Step 1: Count occurrences.

First, we initialize cnt using a Counter to count how many times each character appears in string s. This count represents how many copies of each character are still "available" — and crucially, it lets us know whether a character has a duplicate that allows it to be safely deleted.

Step 2: Build the stack while scanning.

We iterate through each character c in string s and apply the following logic:

• While the stack is not empty, the top character of the stack is greater than c, and that top character still appears more than once (cnt[stk[-1]] > 1), we pop the top character and decrement its count in cnt. This greedily removes larger characters that don't need to stay where they are, allowing the smaller c to move earlier.
• After the popping loop finishes, we push c onto the stack.

The check cnt[stk[-1]] > 1 enforces the problem's rule that a letter must appear at least twice before one occurrence can be deleted. If the top character has only one copy left, it is the last occurrence and must remain, so we stop popping.

Step 3: Final cleanup of trailing duplicates.

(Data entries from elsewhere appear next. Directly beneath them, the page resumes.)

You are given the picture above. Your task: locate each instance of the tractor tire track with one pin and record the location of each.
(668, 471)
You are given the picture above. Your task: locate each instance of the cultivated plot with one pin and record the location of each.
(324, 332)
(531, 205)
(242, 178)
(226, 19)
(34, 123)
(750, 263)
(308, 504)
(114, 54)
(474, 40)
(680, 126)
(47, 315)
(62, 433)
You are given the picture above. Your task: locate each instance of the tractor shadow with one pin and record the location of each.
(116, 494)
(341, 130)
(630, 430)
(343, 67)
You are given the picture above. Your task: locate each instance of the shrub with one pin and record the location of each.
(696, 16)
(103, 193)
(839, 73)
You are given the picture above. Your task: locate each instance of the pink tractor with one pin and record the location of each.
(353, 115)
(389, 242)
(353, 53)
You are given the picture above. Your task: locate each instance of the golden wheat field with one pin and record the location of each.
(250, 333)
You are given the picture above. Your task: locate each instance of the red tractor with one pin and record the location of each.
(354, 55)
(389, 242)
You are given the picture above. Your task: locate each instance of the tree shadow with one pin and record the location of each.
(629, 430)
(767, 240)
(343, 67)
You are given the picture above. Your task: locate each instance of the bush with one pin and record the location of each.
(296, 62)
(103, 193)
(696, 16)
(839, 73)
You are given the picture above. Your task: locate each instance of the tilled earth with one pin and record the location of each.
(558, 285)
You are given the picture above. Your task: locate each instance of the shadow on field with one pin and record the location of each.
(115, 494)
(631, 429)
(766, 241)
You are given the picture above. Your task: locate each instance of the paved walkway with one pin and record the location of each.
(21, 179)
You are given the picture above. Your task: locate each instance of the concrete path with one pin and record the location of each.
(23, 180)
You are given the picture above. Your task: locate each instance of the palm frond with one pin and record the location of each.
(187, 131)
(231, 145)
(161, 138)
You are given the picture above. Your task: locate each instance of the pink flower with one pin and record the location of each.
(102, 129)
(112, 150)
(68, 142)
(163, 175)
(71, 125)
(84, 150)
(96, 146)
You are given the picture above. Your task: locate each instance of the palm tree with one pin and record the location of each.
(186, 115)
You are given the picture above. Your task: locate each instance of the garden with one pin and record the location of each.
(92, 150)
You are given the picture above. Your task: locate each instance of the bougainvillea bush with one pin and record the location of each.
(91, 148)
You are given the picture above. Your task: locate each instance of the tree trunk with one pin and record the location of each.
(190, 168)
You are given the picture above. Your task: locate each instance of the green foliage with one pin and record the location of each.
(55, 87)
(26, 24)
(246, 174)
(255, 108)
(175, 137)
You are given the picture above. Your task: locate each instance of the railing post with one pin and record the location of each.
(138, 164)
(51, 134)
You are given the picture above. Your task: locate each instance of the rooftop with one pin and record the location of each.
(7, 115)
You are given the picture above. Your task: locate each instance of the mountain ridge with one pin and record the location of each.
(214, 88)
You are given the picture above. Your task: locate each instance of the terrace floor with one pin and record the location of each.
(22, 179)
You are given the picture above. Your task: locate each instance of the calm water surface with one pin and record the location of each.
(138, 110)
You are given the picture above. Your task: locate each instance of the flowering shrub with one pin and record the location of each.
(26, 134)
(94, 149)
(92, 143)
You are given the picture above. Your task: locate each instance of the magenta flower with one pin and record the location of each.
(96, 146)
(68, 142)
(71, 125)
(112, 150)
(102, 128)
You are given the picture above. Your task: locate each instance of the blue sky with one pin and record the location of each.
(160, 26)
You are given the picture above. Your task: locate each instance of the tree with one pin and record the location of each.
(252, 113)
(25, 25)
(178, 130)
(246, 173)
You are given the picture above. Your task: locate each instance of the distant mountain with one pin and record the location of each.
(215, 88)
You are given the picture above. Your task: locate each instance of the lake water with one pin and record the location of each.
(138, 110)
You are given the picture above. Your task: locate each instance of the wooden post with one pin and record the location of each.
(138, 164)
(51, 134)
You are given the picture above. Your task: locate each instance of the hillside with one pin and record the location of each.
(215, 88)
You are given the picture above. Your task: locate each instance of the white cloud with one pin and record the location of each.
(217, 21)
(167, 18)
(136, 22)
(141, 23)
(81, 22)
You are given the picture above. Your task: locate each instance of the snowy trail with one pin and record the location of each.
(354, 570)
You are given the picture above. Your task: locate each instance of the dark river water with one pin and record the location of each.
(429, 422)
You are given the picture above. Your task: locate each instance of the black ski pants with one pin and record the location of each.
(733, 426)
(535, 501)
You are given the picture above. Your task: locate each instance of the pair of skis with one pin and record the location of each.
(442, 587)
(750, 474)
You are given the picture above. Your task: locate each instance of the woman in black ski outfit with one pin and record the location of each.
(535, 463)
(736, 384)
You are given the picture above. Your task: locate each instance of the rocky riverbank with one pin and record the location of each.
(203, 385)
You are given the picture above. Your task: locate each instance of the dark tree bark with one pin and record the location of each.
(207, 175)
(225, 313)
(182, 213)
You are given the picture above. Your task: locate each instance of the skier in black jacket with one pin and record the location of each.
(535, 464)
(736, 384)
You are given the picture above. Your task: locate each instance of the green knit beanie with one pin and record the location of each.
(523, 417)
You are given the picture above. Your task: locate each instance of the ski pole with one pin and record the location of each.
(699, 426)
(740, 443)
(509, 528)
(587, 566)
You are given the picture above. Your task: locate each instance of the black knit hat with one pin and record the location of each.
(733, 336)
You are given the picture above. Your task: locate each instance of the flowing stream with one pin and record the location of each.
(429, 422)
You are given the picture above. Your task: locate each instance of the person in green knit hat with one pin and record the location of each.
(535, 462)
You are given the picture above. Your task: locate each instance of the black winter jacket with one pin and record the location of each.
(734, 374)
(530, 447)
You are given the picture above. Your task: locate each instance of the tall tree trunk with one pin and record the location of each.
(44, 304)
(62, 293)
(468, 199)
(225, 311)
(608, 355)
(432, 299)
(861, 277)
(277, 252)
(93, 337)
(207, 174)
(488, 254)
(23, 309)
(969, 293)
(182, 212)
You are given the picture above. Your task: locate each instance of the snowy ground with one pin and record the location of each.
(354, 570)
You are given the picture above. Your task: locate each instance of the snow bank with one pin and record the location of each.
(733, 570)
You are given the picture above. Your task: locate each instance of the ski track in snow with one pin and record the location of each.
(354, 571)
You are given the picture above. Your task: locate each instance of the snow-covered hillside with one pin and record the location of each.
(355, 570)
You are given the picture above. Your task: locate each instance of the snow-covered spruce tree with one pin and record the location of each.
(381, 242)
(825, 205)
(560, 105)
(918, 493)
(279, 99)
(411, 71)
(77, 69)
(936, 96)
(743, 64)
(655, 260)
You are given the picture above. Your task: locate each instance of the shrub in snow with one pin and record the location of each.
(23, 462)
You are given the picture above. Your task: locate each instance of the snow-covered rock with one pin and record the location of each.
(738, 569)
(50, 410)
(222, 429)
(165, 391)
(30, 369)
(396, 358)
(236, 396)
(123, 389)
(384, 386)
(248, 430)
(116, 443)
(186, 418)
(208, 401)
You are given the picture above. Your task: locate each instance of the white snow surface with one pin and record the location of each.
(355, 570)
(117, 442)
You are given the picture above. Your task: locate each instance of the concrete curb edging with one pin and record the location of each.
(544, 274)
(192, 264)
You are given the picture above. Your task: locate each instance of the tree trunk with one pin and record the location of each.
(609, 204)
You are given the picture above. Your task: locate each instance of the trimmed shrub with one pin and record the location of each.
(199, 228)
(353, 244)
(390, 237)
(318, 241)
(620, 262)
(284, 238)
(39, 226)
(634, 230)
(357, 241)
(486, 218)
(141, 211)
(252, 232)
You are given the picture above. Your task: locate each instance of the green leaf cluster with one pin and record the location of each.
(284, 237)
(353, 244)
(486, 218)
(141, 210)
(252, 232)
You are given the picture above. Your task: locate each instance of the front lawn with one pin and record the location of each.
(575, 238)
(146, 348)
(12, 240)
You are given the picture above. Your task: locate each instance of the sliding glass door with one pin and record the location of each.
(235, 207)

After the scan, the stack may still contain characters that have duplicates. We continue popping the top character while cnt[stk[-1]] > 1, decrementing its count each time. Removing these trailing removable duplicates only shrinks the result, which makes it lexicographically smaller.

Step 4: Return the answer.

Finally, we join the characters in the stack with "".join(stk) to form the resulting string.

Walking through the code:

class Solution:
    def lexSmallestAfterDeletion(self, s: str) -> str:
        cnt = Counter(s)                      # count each character
        stk = []
        for c in s:
            while stk and stk[-1] > c and cnt[stk[-1]] > 1:
                cnt[stk.pop()] -= 1           # pop larger char with duplicates ahead
            stk.append(c)                     # push current char
        while stk and cnt[stk[-1]] > 1:
            cnt[stk.pop()] -= 1               # trim trailing removable duplicates
        return "".join(stk)

Complexity Analysis:

• Time complexity: O(n), where n is the length of string s. Each character is pushed onto the stack once and popped at most once, so the total work is linear.
• Space complexity: O(n) for the stack stk, plus O(|\Sigma|) for the hash table cnt, where |\Sigma| is the size of the character set (at most 26 for lowercase English letters).